The maximum duration of the instance status evaluation.

For example, the total start action duration is constrained by different timeouts:

  • the start_timeout Limiting the start action duration.

  • the stop_timeout Limiting the start rollback duration triggered by start errors.

  • the status_timeout Limiting the post-start instance status evaluation duration.

Keyword stop_requires

required:    false
scopable:    false

Example:

stop_requires=ip#0 fs#0(down,stdby down)

Description:

A whitespace-separated list of conditions to meet to accept a ‘stop’ action.

A condition is expressed as <rid>(<state>,...).

If states are omitted, up,stdby up is used as the default expected states.

Keyword stop_timeout

required:    false
scopable:    true
convert:     duration

Example:

stop_timeout=1m30s

Description:

Wait for <duration> before declaring the action a failure.

Takes precedence over timeout.

Keyword subset

required:    false
scopable:    true

Description:

A command or script to execute after the resource provision action.

Errors do not interrupt the action.

This trigger is only executed on leaders.

Keyword sync_timeout

required:    false
scopable:    true
convert:     duration

Example:

sync_timeout=1m30s

Description:

Wait for <duration> before declaring the action a failure.

Takes precedence over timeout.

Keyword tags

required:    false
scopable:    true
convert:     set

Description:

A whitespace-separated list of tags.

Tags can be used for resource selection by tag.

Some tags can influence the driver behaviour:

  • noaction

    Skip any state changing action on the resource and imply optional=true.

  • nostatus

    Force the status n/a.

Keyword timeout

required:    false
scopable:    true
default:     1h
convert:     duration

Example:

timeout=2h

Description:

Wait for <duration> before declaring a state-changing action a failure.

A per-action <action>_timeout can override this value.

Keyword type

required:    false
scopable:    false

Description:

The resource driver name.

Keyword unprovision

required:    false
scopable:    false
default:     true
convert:     bool

Description:

Set to false to ignore the unprovision action on the resource.

Warning: unprovision use data-destructive operations like formatting.

It is recommended to set provision=false on long-lived critical objects, to force administrators to remove this setting when they really want to destroy data.
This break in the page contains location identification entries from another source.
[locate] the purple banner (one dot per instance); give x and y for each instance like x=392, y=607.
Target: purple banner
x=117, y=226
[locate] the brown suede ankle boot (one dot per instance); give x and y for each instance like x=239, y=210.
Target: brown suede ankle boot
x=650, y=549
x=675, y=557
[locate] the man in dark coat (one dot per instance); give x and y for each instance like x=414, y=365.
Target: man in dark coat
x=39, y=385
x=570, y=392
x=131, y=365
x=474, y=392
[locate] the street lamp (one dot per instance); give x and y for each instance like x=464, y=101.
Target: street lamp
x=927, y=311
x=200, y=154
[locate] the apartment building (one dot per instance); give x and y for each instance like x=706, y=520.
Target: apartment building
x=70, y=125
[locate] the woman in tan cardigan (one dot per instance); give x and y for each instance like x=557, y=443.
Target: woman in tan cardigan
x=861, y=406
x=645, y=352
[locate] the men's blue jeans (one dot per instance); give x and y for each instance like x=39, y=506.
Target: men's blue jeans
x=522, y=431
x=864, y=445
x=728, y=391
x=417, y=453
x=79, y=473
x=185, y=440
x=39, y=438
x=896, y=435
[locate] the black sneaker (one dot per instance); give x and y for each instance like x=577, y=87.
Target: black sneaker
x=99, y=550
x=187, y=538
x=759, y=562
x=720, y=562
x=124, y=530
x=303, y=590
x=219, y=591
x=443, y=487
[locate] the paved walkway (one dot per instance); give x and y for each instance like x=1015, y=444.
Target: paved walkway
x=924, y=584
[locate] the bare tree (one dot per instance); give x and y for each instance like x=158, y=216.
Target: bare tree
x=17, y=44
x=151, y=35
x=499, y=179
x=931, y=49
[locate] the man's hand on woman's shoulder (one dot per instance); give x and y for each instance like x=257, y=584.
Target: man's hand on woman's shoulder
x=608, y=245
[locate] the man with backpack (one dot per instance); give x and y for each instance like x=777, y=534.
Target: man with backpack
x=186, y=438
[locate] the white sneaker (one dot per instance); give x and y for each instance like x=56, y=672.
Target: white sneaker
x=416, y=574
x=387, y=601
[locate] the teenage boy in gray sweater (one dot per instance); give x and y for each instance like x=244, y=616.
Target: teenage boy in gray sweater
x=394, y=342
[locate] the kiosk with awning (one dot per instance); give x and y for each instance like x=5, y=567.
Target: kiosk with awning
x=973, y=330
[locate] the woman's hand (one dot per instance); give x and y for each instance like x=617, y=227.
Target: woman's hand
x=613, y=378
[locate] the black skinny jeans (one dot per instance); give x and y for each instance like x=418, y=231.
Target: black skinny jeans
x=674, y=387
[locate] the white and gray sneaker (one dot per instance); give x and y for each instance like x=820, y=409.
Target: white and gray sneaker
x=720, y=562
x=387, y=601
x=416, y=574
Keyword unprovision_requires

required:    false
scopable:    false

Example:

unprovision_requires=ip#0 fs#0(down,stdby down)

Description:

A whitespace-separated list of conditions to meet to accept a ‘unprovision’ action.

A condition is expressed as <rid>(<state>,...).

If states are omitted, up,stdby up is used as the default expected states.

Keyword unprovision_timeout

required:    false
scopable:    true
convert:     duration

Example:

unprovision_timeout=1m30s

Description:

Wait for <duration> before declaring the action a failure.

Takes precedence over timeout.

Keyword user

required:    false
scopable:    true

Example:

user=1001

Description:

The user name or id that will own the volume root and installed files and directories.

Keyword zone

required:    false
scopable:    true

Description:

The zone name the fs refers to.

If set, the fs mount point is reparented into the zonepath rootfs.